SINGAPORE: The three-day AdAsia 05 kicked off on Monday morning at the impressive and gargantuan Suntec City Convention Centre here with Dr Lee Boon Yang, Minister for Information, Communications and the Arts, calling for the 1,000-strong gathering to “discuss strategies and ideas on winning in Asia”.
Praising the advertising industry for being “extremely resilient, nimble and adaptable”, Dr Lee said that the Singapore advertising sector was in a healthy state with an annual growth rate of 15 per cent last year. “However, I urge key industry players to look beyond our shores towards the region as one big market. We have the creativity, organisational structures and experience compared to the best in the world,” he pointed out.
Then came his message to a gathering comprising some of Asia’s best communicators, creative minds and media honchos: “With China and India enjoying exponential growth, we need to position ourselves to plug into the vast potential and soar with them in the next wave of Asian success.”
The thrust of Dr Lee’s message was not just about advertising, but about design. “The design industry contributes 1.5 per cent of Singapore’s GDP, and advertising should be seen as part of this. Design leadership holds the key to future success of Asia on the global plane,” he said.
Earlier, Lim Chin Beng, chairman of AdAsia 05 Organising Committee, said, “Asia is the hottest place in the world today to do business. Therefore, we have chosen the theme ‘winning in Asia’. We have to find the best strategies for branding. And Singapore is best suited to become the creative hub of Asia.”
In the first session on “Global vision Asian action: Marketing lessons from the world to Asia”, Hermawan Kartajaya, President, World Marketing Association, provided some trends into the future of marketing. According to him, the three key elements that would shape marketing and, therefore, require new branding perspectives in future are: ‘digitalisation’ (“age of consumer participation”), globalisation (“it will lead to market paradoxes for brands”) and ‘futurisation’ (“rise of the creative class leading to emergence of creative markets”).

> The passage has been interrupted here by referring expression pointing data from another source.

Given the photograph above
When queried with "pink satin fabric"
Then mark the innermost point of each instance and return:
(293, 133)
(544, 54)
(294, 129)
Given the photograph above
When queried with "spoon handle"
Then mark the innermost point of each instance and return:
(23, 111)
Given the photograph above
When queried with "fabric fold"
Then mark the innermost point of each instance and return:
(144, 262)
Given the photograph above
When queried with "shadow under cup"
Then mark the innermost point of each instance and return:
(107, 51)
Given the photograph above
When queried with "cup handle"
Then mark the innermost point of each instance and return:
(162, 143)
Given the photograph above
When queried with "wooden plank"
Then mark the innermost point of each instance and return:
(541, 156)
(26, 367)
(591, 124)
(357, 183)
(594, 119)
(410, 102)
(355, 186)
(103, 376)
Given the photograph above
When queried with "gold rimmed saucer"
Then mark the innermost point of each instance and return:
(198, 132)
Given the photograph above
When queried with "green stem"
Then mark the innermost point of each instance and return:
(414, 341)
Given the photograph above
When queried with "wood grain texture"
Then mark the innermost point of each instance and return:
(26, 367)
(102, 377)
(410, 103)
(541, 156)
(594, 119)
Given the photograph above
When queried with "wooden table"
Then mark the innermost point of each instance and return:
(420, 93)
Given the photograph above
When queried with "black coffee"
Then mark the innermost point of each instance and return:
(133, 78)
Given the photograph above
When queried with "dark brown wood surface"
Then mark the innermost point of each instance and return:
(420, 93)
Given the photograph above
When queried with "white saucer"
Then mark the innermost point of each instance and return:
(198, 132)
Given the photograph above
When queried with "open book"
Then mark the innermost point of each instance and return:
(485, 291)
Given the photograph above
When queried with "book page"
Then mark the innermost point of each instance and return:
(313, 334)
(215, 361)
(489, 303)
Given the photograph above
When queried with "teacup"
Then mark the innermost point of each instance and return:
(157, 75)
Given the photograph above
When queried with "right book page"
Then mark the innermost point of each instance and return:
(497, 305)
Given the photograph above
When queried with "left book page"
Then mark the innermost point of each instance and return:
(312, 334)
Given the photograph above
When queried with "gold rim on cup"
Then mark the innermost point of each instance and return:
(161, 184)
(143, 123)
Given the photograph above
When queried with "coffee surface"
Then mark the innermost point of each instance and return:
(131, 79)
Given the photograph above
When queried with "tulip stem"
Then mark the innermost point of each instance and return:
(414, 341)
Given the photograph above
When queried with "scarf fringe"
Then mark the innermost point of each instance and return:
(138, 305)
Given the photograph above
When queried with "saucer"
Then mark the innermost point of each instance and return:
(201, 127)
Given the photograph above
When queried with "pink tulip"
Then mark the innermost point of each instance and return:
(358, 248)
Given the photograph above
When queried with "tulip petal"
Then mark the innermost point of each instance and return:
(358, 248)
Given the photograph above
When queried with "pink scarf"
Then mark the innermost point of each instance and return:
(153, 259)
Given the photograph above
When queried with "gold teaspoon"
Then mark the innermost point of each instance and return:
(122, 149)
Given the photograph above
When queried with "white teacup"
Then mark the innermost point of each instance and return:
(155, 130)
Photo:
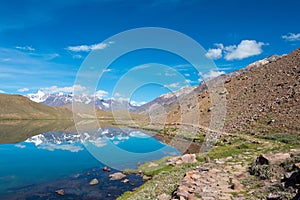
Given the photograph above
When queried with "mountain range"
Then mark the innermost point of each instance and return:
(61, 99)
(260, 98)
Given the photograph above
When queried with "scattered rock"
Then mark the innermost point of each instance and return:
(152, 164)
(187, 158)
(117, 176)
(94, 182)
(236, 186)
(271, 121)
(164, 197)
(297, 165)
(273, 197)
(207, 159)
(125, 181)
(269, 159)
(60, 192)
(146, 178)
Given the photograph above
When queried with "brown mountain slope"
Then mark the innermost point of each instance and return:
(261, 99)
(19, 107)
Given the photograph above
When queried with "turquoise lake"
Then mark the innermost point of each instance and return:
(53, 156)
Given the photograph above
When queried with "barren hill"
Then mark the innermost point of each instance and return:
(263, 97)
(20, 107)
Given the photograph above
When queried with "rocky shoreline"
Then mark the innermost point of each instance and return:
(94, 183)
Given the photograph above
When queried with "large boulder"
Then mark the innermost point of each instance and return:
(187, 158)
(94, 182)
(270, 159)
(116, 176)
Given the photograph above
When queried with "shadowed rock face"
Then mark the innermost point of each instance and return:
(262, 97)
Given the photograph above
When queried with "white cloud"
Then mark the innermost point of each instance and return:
(245, 49)
(77, 56)
(26, 48)
(136, 103)
(291, 36)
(56, 89)
(23, 90)
(100, 93)
(214, 53)
(117, 94)
(106, 70)
(170, 74)
(172, 85)
(87, 48)
(141, 67)
(211, 74)
(21, 146)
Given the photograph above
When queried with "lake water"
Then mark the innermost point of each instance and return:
(36, 167)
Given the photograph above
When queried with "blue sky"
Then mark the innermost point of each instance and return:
(42, 45)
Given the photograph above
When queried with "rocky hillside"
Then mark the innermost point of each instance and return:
(20, 107)
(263, 97)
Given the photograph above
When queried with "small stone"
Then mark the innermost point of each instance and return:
(236, 186)
(117, 176)
(207, 159)
(164, 197)
(152, 164)
(94, 182)
(146, 178)
(60, 192)
(273, 197)
(297, 165)
(125, 181)
(189, 158)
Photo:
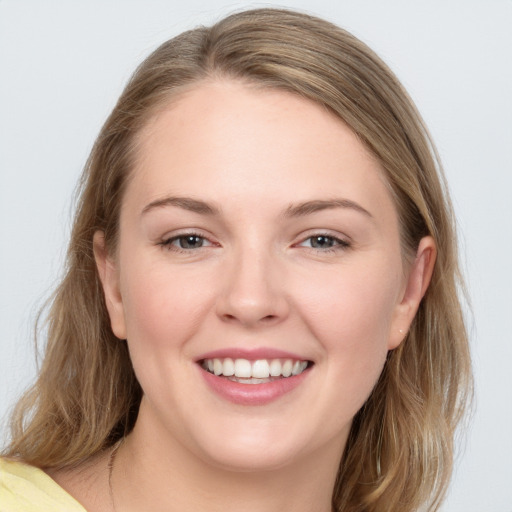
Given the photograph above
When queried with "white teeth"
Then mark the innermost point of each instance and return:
(243, 368)
(297, 368)
(251, 371)
(260, 369)
(275, 368)
(287, 368)
(229, 367)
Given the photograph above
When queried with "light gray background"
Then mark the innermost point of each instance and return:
(63, 65)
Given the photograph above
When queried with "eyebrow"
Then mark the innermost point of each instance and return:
(299, 210)
(186, 203)
(318, 205)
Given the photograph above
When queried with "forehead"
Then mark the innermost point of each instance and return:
(227, 140)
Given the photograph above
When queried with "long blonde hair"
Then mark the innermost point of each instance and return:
(400, 450)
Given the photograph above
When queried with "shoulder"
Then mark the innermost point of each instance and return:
(25, 488)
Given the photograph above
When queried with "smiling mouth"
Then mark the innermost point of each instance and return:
(259, 371)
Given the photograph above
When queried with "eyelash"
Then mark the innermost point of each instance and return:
(337, 243)
(168, 243)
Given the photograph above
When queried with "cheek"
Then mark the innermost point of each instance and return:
(352, 319)
(162, 308)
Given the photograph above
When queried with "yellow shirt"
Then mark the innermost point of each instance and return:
(25, 488)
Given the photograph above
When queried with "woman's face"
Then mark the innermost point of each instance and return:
(257, 236)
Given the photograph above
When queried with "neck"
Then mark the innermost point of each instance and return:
(152, 474)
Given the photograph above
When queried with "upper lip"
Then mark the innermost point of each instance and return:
(251, 354)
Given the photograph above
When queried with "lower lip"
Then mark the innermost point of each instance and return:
(252, 394)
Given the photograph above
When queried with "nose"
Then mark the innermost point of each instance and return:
(254, 293)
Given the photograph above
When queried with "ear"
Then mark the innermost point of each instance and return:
(416, 285)
(109, 277)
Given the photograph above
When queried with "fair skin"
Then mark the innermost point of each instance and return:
(254, 222)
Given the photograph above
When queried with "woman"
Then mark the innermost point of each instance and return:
(260, 307)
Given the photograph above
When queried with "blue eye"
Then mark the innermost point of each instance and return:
(186, 242)
(324, 242)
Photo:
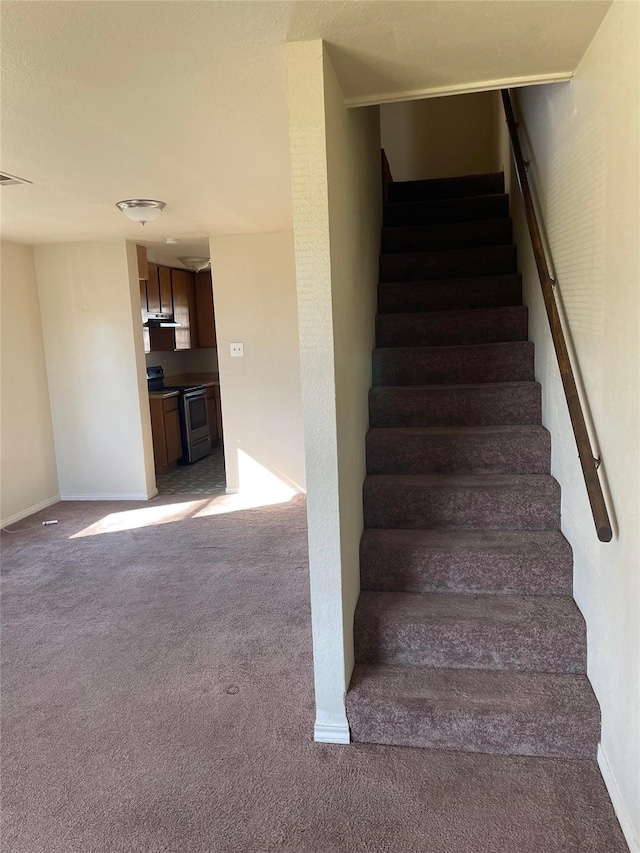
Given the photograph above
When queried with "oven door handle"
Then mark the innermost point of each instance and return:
(193, 395)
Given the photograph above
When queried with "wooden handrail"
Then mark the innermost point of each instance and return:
(587, 460)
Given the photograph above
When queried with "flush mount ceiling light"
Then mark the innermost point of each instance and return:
(141, 210)
(195, 264)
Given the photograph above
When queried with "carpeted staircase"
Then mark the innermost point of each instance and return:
(466, 633)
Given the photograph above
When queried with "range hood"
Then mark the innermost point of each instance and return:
(161, 321)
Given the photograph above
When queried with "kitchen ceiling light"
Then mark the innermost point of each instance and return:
(141, 210)
(195, 264)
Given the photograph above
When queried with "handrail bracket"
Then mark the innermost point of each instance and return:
(585, 452)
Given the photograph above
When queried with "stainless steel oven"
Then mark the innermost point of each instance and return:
(194, 420)
(194, 424)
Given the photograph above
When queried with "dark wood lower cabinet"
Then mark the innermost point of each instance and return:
(165, 429)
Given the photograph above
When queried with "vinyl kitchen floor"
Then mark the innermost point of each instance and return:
(204, 477)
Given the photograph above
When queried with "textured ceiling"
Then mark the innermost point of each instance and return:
(186, 101)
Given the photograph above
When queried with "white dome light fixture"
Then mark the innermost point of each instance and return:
(195, 264)
(141, 210)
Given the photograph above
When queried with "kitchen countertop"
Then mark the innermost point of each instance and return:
(162, 395)
(193, 379)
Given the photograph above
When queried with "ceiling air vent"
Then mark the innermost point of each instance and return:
(6, 180)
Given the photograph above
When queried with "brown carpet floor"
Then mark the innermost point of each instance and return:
(158, 696)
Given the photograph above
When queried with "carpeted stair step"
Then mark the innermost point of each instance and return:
(507, 713)
(437, 188)
(449, 294)
(513, 449)
(535, 633)
(516, 562)
(462, 502)
(449, 263)
(458, 235)
(446, 210)
(469, 364)
(485, 404)
(446, 328)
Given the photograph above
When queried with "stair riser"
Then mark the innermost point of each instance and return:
(458, 263)
(449, 295)
(385, 567)
(496, 454)
(455, 365)
(465, 235)
(452, 328)
(489, 405)
(462, 187)
(521, 647)
(446, 211)
(491, 732)
(533, 505)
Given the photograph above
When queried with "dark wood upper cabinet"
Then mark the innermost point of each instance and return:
(153, 290)
(184, 309)
(204, 307)
(164, 283)
(143, 266)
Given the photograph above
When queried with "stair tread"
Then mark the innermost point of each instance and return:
(474, 541)
(453, 282)
(463, 186)
(400, 608)
(449, 431)
(530, 633)
(477, 690)
(453, 313)
(457, 251)
(437, 236)
(502, 345)
(555, 715)
(498, 562)
(450, 386)
(461, 481)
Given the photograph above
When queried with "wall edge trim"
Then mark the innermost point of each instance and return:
(617, 801)
(323, 733)
(460, 89)
(141, 496)
(18, 516)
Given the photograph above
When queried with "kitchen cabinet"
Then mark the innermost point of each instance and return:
(143, 266)
(184, 309)
(204, 309)
(165, 430)
(159, 296)
(143, 314)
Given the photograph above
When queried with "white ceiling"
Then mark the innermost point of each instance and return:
(186, 101)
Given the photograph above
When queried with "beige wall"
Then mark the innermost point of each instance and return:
(438, 137)
(335, 165)
(90, 307)
(583, 141)
(29, 479)
(255, 299)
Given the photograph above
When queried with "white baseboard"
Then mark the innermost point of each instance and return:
(619, 806)
(460, 89)
(143, 496)
(18, 516)
(331, 734)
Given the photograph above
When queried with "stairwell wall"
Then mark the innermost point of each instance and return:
(583, 140)
(29, 480)
(336, 186)
(430, 138)
(90, 304)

“Consumers are evolving everywhere. So, companies too will have to evolve to become ‘meaning’ companies in future based on the values of brand identity, brand integrity and brand image. Horizontal communication will be more important in such a scenario than vertical communication. Successful companies will have to have a CCO – Chief Communications Officer – in times to come to effectively handle communication to become ‘meaning’ companies in the age of customer participation which will be the next stage after the information age,” Kartajaya explained.
Talking about ‘Media trends: Change of Die?’, Michael Lee, Chairman & World President, International Advertising Association, observed that the digital age with its impact on consumer behaviour was creating new challenges in the marketplace.
“There is a perception that the media industry is in big trouble. It is. But it would be a mistake to write it off so easily. Ad agencies have to find a way out of the emerging situation where the traditional media is battling it out with the new age media. Media agencies can no more merely involve themselves with planning and buying on cannibal margins – they have to become full-service agencies. And agency size does not matter, it is nimbleness that will make the difference in the digital age,” he said.
Lee’s suggestions: traditional media will have to get more engaged and recover their confidence; media agencies must work hard to stay agnostic despite the natural disposition to new technology; and ad agencies and their clients have got to find a lasting solution to compensation issues.